As with a similar fix in our previous quarterly releases, this case allowed such functions to be passed the wrong snapshot, causing them to see stale values of rows modified since the start of the outer transaction.
      Parse libpq's keepalives
      connection option in the same way as other integer-valued options
      (Yuto Sasaki)
      §
     
The coding used here rejected trailing whitespace in the option value, unlike other cases. This turns out to be problematic in ecpg's usage, for example.
In ecpglib, fix out-of-bounds read when parsing incorrect datetime input (Bruce Momjian, Pavel Nekrasov) §
It was possible to try to read the location just before the start of a constant array. Real-world consequences seem minimal, though.
Fix psql's describe commands to again work with pre-9.4 servers (Tom Lane) §
Commands involving display of an ACL (permissions) column failed with very old PostgreSQL servers, due to use of a function not present in those versions.
      Avoid hanging if an interval less than 1ms is specified
      in psql's \watch
      command (Andrey Borodin, Michael Paquier)
      §
     
Instead, treat this the same as an interval of zero (no wait between executions).
      Fix failure to find replication password
      in ~/.pgpass (Tom Lane)
      §
     
      pg_basebackup
      and pg_receivewal failed to match an entry
      in ~/.pgpass that
      had replication in the database name field, if
      no -d or --dbname switch was
      supplied.  This resulted in an unexpected prompt for password.
     
In pg_combinebackup, throw an error if an incremental backup file is present in a directory that is supposed to contain a full backup (Robert Haas) §
In pg_combinebackup, don't construct filenames containing double slashes (Robert Haas) §
This caused no functional problems, but the duplicate slashes were visible in error messages, which could create confusion.
Avoid trying to reindex temporary tables and indexes in vacuumdb and in parallel reindexdb (VaibhaveS, Michael Paquier, Fujii Masao, Nathan Bossart) § § §
Reindexing other sessions' temporary tables cannot work, but the check to skip them was missing in some code paths, leading to unwanted failures.
Fix incorrect LLVM-generated code on ARM64 platforms (Thomas Munro, Anthonin Bonnefoy) §
When using JIT compilation on ARM platforms, the generated code could not support relocation distances exceeding 32 bits, allowing unlucky placement of generated code to cause server crashes on large-memory systems.

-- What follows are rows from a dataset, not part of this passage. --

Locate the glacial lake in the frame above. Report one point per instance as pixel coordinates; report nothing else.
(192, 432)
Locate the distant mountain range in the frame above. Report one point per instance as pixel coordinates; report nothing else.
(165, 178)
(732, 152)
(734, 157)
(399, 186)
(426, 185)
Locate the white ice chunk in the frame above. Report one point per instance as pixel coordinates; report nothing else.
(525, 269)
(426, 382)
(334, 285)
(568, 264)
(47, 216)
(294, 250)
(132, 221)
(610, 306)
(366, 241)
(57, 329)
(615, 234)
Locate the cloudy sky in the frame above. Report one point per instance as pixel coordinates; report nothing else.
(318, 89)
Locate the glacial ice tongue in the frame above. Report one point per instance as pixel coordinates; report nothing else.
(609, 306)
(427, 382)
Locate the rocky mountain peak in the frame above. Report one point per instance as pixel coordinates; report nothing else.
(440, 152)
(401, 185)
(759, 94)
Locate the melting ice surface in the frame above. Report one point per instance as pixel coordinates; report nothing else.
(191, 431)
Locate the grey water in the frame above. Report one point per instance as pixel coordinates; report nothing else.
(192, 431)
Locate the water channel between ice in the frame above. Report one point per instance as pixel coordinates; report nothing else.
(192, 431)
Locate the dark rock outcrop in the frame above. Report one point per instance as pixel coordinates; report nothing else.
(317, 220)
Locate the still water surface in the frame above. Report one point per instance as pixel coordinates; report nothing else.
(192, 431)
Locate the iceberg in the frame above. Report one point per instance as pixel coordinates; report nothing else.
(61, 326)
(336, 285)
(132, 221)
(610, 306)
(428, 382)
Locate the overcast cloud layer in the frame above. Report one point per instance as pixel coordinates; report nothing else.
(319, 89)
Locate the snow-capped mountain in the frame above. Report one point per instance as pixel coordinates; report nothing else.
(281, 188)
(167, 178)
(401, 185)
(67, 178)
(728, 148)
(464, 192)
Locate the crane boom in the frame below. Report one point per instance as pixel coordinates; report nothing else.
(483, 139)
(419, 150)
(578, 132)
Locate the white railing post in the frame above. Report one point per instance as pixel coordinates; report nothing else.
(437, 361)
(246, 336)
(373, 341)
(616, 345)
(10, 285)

      Fix a few places that assumed that process start time (represented
      as a time_t) will fit into a long value
      (Max Johnson, Nathan Bossart)
      §
     
      On platforms where long is 32 bits (notably Windows),
      this coding would fail after Y2038.  Most of the failures appear
      only cosmetic, but notably pg_ctl start would
      hang.
     
Update time zone data files to tzdata release 2024b (Tom Lane) § §
      This tzdata release changes the old
      System-V-compatibility zone names to duplicate the corresponding
      geographic zones; for example PST8PDT is now an
      alias for America/Los_Angeles.  The main visible
      consequence is that for timestamps before the introduction of
      standardized time zones, the zone is considered to represent local
      mean solar time for the named location.  For example,
      in PST8PDT, timestamptz input such
      as 1801-01-01 00:00 would previously have been
      rendered as 1801-01-01 00:00:00-08, but now it is
      rendered as 1801-01-01 00:00:00-07:52:58.
     
      Also, historical corrections for Mexico, Mongolia, and Portugal.
      Notably, Asia/Choibalsan is now an alias
      for Asia/Ulaanbaatar rather than being a separate
      zone, mainly because the differences between those zones were found to
      be based on untrustworthy data.